In June 1937, celebrated aviator Amelia Earhart set out to become the first woman to fly around the world, a trip of 29,000 miles (46,671 kilometers). She'd completed all but the final 7,000 miles (11,265 kilometers) by July 2, when she and her navigator Fred Noonan took off from Lae in Papua, New Guinea, for a 2,556-mile (4,114-kilometer) flight to Howland Island, a small island in the Pacific.
A U.S. Coast Guard cutter, the Itasca, was stationed just off shore, and two other ships were positioned along the flight route as markers for Earhart's plane. Nevertheless, the plane ran into overcast skies and intermittent rain showers that made celestial navigation, Noonan's favorite method, difficult. The next morning at 7:42, the Itasca picked up this radio transmission from Earhart: "We must be on you, but we cannot see you. Fuel is running low." About an hour later, Earhart radioed, "We are running north and south" [source: AmeliaEarhart.com].

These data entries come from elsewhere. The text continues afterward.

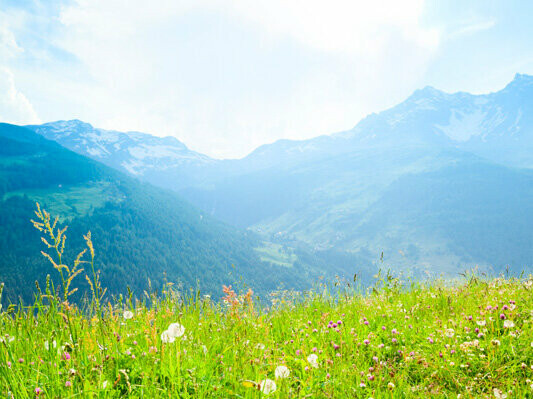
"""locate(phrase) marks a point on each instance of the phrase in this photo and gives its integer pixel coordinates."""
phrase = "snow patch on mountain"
(464, 125)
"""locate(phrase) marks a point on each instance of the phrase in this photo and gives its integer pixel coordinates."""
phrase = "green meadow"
(469, 338)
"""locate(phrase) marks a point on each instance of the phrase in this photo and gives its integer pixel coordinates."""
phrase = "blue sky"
(227, 76)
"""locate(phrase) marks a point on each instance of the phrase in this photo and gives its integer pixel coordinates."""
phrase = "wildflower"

That was her last transmission, and her plane never arrived. Rescuers mounted, what was at the time, the most massive search in aviation history, searching 250,000 square miles (647,497 square kilometers) of ocean in a fruitless attempt to find her. Some believe the plane crashed in the ocean and the passengers were killed; others, that they survived the crash but died of thirst on a remote island, or else that they were taken alive as hostages by the Japanese who though they were spies [source: Roach and Than]. To this day, Earhart and Noonan's fate remains a mystery.